The next steps for the team are to finish processing the sample with Chimera and then
put small portions into the SAM and Chemin instruments for analysis of chemistry and
mineralogy.
This week the Curiosity science team released its initial findings from its first ever drilled
sample on Mars. This sample was collected from the "John Klein" drill site, which is
located about 500 meters east of where we landed about 7 months ago.
Curiosity obtained her first drill sample and passed that sample on to her onboard analytical
lab instruments, called CheMin and SAM. These powerful instruments tell us about what minerals
are present in these rocks and whether they contain the ingredients necessary to sustain
life as we know it.
What the Curiosity team has found is incredibly exciting. When we combine what we have learned
from our remote sensing and contact science instruments with the data that's coming in
from CheMin and SAM, we get a picture of an ancient watery environment, which would have
been habitable had life been present in it.

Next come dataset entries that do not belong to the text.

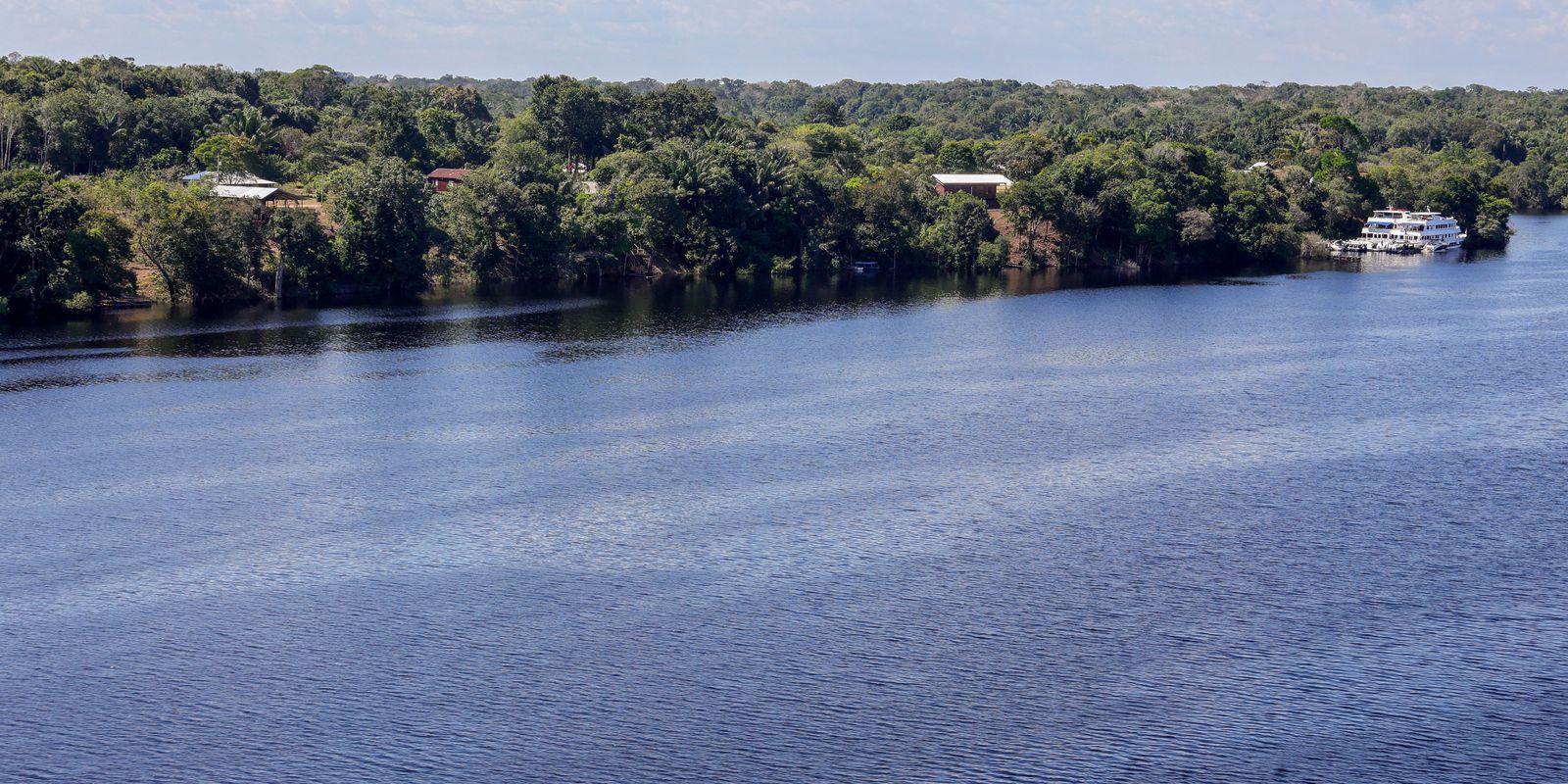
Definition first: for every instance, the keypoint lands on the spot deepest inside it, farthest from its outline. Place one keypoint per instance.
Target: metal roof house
(980, 185)
(229, 177)
(263, 193)
(444, 179)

As an example, the information that we're getting from the CheMin instrument, tells
us that the minerals that are present in this lakebed sedimentary rock at John Klein are
very different from just about anything we've ever analyzed before on Mars. And they tell
us that the John Klein rock was deposited in a fresh water environment.
This is an important contrast with other sedimentary environments that we've visited on Mars, like
the Meridiani Planum landing site where the Mars Exploration Rover, Opportunity, has been
operating since 2004.
At that site, the sedimentary rocks record evidence of an environment that was only wet
on a very intermittent basis, and when it was, the waters that were there were highly
acidic, very salty, and not favorable for the survival of organic compounds.
This is in direct contrast to the fresh water environment we're seeing here at the John
Klein Site.
The SAM instrument is telling us that these rocks contained all of the ingredients necessary
for a habitable environment. We found carbon, sulfur and oxygen, all present and a number
of other elements in states that life could have taken advantage of.
All in all, these few tablespoons of powder from a Martian rock have provided the Curiosity
science team with an exciting new dataset that tells us that Gale Crater, and perhaps
all of Mars, contained habitable environments. This is an incredible success for the Curiosity
mission to Gale, and the science team is looking forward to digging deeper into Mars' ancient
watery past in the weeks, months, and years ahead.